In the same year, comedian-turned-producer Padmanabham, roped in lyricist Veeturi to adapt folk tale of Maryada Ramanna, a spy dating to late 1800s. Veeturi along with director Hemambaradhara Rao brought the life and escapades of the detective/spy successfully on screen in the movie ‘Sri SriMaryadaRamanna’. The film also marked debut of legendary playback singer SP Balasubramanyam.

Running high on the back to back success of ‘Gudachari...’ and ‘Ave Kallu’, Krishna, liberally used plot points from Hitchcock’s ‘North by North West’ (1959) and Bond films in his 1968 spy caper ‘Asadhyudu’. In the film he plays a simpleton, who gets caught in web of lies, deceit, murder and a sinister plot.

This film too was a stellar success and earned the star the moniker ‘James Bond Hero’. In a scene in the movie, Krishna disguises as Alluri Sitaramaraju in a bid to escape from goons, his getup got tremendous response and the actor made sure that he produced the film on the freedom fighter, which was his 100th film.

Sadly, Krishna could not repeat the success of his three films later, KSR Das’s ‘James Bond 777’ (1971), ‘Agent Gopi’ (1978) and ‘Rahasya Gudhachari’ (1981) were duds and Krishna had to keep his tuxedo back in the closet for good period of eight years.

Like George Lazenby took the mantle of James Bond from Sean Connery, Chiranjeevi took the mantle of “desi spy” in 1983, with Kodi Ramakrishna’s ‘Gudachari No 1’, which was a blockbuster hit. While audience rejoiced that there was a new spy in the tinsel town, Chiranjeevi for reasons of his own hasn’t made more movies in the genre.

He turned as agent for only one film. Later, when Krishna reprised the role in Kodi Ramakrishna’s ‘Gudachari 117’ (1989) it not only marked the end of actor playing spy but an end to the genre all together.

In the same year, Chiranjeevi donned the role of Rudra Netra, an Indian secret agent in Yendamoori Verendranath’s eponymous novel, adapted to screen by legendary director K Raghavendra Rao. The movie also has the distinction of being first Telugu movie based on conspiracy theories. Despite both the movies minting money at box office, Chiranjeevi did not act more such movies.

The 90s and 2000s, was a bad period for the spy genre. For the reasons best known to writers and directors not a single movie was made in the genre. The lean patch which lasted for about a quarter of the century is all set to change with current superstars increasingly opting for spy thrillers.

In a sea change from the slam-bang action associated with current movies; directors and actors are going for sophisticated action and brains over brawns.

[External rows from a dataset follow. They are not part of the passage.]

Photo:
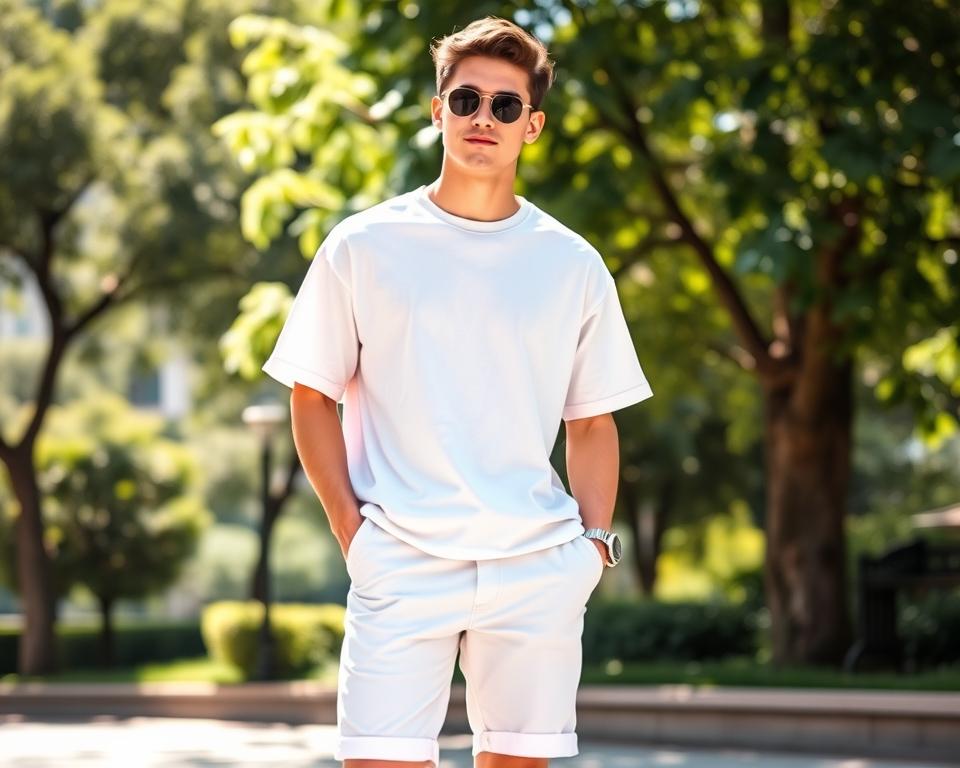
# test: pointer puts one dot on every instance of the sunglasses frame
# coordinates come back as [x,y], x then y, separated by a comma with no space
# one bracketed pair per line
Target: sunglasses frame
[481,95]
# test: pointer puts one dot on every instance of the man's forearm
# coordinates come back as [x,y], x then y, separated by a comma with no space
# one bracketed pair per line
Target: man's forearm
[318,437]
[593,468]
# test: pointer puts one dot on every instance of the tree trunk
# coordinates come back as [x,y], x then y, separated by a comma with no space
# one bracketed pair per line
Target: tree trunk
[37,649]
[647,521]
[106,630]
[258,588]
[808,465]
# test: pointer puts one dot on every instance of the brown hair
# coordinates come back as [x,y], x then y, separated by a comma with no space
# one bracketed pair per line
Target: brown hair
[499,38]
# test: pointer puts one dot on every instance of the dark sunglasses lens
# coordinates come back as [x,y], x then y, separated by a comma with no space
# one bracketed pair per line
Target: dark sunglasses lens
[507,108]
[464,102]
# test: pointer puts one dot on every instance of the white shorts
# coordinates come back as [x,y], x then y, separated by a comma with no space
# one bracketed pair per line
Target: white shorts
[517,623]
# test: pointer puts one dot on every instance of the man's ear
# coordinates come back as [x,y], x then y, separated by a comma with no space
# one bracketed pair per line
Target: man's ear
[537,121]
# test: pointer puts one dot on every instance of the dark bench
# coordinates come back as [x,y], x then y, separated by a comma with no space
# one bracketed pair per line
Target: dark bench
[914,567]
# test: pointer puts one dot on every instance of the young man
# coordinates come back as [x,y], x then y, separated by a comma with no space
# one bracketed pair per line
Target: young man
[459,324]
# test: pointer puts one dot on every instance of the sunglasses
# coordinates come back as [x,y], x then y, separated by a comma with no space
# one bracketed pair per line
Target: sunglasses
[505,107]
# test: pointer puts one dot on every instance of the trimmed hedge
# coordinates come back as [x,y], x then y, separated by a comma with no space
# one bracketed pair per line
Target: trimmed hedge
[305,636]
[629,630]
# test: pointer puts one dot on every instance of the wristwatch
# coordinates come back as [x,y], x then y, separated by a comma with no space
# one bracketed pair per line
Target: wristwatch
[612,542]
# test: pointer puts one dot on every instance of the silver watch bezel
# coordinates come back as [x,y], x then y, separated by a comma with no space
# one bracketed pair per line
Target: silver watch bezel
[607,538]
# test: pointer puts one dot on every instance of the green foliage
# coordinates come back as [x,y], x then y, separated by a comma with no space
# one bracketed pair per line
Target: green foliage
[717,557]
[120,510]
[930,627]
[305,635]
[627,631]
[137,642]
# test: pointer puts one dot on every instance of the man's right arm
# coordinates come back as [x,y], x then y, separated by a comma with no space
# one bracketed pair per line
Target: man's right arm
[318,437]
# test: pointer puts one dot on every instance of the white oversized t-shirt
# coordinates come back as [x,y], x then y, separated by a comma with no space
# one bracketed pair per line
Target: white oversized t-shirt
[456,347]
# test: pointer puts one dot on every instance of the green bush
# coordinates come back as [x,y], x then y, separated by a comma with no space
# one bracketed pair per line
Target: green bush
[631,630]
[305,636]
[930,628]
[138,643]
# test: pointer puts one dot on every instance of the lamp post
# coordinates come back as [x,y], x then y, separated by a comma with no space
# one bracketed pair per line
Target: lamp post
[264,419]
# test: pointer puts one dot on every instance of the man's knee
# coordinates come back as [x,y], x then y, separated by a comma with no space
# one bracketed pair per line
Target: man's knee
[496,760]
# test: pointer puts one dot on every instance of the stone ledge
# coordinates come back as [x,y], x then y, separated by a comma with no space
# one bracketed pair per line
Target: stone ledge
[910,725]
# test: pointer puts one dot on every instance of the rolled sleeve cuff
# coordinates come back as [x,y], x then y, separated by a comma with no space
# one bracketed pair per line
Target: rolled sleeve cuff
[288,373]
[606,405]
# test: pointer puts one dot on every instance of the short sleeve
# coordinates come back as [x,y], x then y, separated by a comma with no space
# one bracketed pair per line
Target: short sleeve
[606,372]
[318,344]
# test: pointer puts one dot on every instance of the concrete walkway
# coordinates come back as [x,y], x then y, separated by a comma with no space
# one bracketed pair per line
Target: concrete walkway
[151,742]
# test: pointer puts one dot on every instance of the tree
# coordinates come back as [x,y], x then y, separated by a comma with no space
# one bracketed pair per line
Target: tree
[121,512]
[112,191]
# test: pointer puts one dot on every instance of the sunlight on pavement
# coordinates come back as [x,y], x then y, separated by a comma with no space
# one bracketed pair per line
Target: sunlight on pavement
[154,742]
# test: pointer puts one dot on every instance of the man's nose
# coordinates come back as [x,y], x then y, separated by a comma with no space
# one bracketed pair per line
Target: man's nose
[484,115]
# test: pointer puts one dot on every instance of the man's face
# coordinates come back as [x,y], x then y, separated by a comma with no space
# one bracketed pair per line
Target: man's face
[488,76]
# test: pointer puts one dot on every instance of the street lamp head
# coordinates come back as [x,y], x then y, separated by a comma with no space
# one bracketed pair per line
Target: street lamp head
[264,418]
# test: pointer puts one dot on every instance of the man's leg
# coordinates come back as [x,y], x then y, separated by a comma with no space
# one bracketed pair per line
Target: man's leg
[521,656]
[494,760]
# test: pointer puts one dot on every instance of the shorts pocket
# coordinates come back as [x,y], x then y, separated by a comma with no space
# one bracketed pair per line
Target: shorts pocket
[591,548]
[352,551]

Actors like Mahesh Babu, Prabhas, Ajith and Vikram are all coming up with spy thrillers and it seems to be the order of the day.

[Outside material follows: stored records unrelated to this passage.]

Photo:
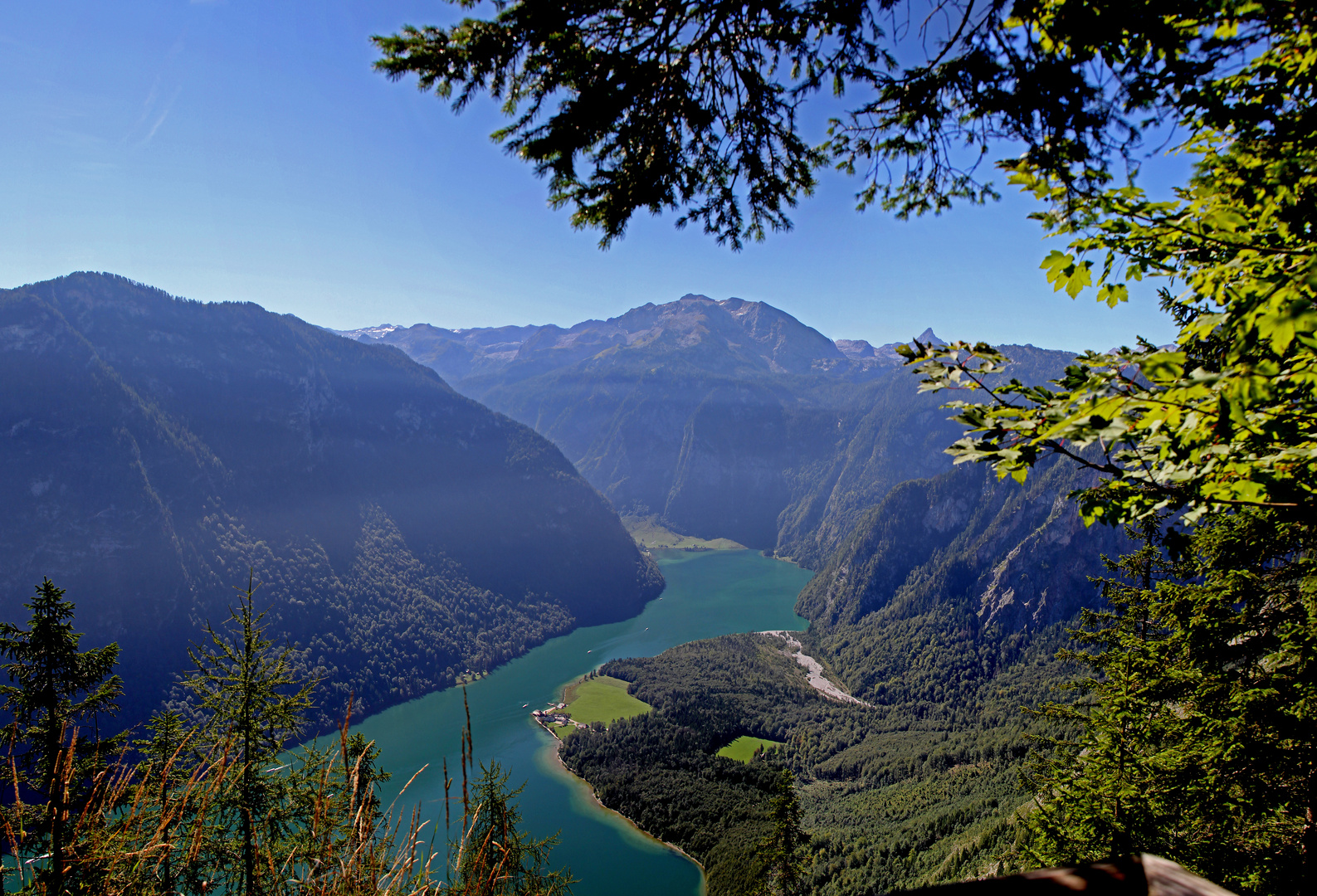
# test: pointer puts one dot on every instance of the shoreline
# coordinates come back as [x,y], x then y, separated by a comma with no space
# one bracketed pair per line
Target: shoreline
[558,758]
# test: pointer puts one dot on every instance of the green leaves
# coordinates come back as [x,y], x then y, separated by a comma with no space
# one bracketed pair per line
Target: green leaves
[1065,273]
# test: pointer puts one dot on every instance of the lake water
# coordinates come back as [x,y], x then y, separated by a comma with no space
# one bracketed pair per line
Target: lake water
[708,594]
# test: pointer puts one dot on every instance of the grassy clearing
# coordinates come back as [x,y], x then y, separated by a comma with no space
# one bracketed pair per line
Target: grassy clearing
[602,699]
[651,533]
[743,747]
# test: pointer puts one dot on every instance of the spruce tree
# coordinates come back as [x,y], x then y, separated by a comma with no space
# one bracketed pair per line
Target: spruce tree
[255,707]
[56,698]
[1195,733]
[781,850]
[163,770]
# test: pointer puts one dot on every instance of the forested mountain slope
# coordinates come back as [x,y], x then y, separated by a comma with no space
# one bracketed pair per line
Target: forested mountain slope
[726,419]
[156,449]
[944,611]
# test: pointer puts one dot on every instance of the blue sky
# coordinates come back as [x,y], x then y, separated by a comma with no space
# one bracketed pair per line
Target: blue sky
[244,150]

The recently released teaser of Mahesh Babu’s upcoming flick ‘SPYder’, directed by AR Murugadoss intrigued the audience, as it said volumes of how the movie would look like, without revealing any spoilers. Similarly, trailer of Gautam Menon directorial ‘Dhruva Natchathiram’ sees a suave looking Vikram dapper in three-piece suit having a monologue in a cafe.

Prabhas, who became a national star with ‘Baahubali’ has chosen a spy caper as his next movie. With national media’s eyes on the project, the makers are leaving no stone unturned to rouse the interest on ‘Saaho’. It is said that the “Whodunnit” factor, associated with all spy thrillers rakes the audience attention; lead actor’s charm, brainy and sophisticated stunts are added attraction.

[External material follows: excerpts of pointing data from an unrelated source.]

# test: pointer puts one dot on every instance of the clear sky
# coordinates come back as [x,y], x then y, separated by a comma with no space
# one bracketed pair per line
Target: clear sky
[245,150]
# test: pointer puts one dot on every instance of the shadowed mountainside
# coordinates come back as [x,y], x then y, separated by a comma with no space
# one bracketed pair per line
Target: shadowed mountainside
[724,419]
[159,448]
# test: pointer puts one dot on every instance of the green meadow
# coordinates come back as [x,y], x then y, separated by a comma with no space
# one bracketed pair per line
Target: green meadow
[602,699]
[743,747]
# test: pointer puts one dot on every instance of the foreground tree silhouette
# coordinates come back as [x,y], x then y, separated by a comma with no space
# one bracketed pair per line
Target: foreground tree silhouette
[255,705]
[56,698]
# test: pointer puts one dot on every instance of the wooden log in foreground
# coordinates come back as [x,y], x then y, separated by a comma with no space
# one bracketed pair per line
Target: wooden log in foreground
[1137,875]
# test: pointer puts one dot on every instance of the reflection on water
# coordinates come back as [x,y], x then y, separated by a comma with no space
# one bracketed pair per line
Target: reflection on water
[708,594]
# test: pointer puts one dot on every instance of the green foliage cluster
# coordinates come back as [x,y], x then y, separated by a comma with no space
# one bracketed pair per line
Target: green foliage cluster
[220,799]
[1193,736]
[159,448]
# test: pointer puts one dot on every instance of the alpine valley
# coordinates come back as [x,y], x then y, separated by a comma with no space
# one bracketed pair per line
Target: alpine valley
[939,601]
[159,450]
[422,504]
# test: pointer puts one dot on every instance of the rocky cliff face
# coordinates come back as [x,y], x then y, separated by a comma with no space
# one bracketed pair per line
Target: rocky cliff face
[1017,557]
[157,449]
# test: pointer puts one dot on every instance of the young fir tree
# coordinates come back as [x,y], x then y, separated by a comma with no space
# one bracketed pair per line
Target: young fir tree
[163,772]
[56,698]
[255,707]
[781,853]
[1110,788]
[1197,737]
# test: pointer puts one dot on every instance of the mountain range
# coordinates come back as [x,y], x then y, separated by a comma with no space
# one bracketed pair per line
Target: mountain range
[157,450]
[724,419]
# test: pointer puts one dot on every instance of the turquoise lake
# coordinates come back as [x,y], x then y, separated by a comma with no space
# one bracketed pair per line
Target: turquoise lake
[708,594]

Speaking to The Hans India, National Award-winning director Praveen Sattaru said that spy thrillers and investigative dramas are not run-in-the mill fare but out of the ordinary.

“An average citizen will not know what goes behind catching a terrorist, ways and means of espionage and the like. This is the pulling factor as audience expect to see what they haven’t seen before. The most important scoring factor is the awe generated by suspense in the movie,” which Praveen, who is currently shooting an investigative drama ‘PSV Garuda Vega’, opines, give spy capers an edge over regular slam bang action and family dramas. With as many as six films will be hitting screens in the coming six months to one year; it is safe to say that the genre has come to life again.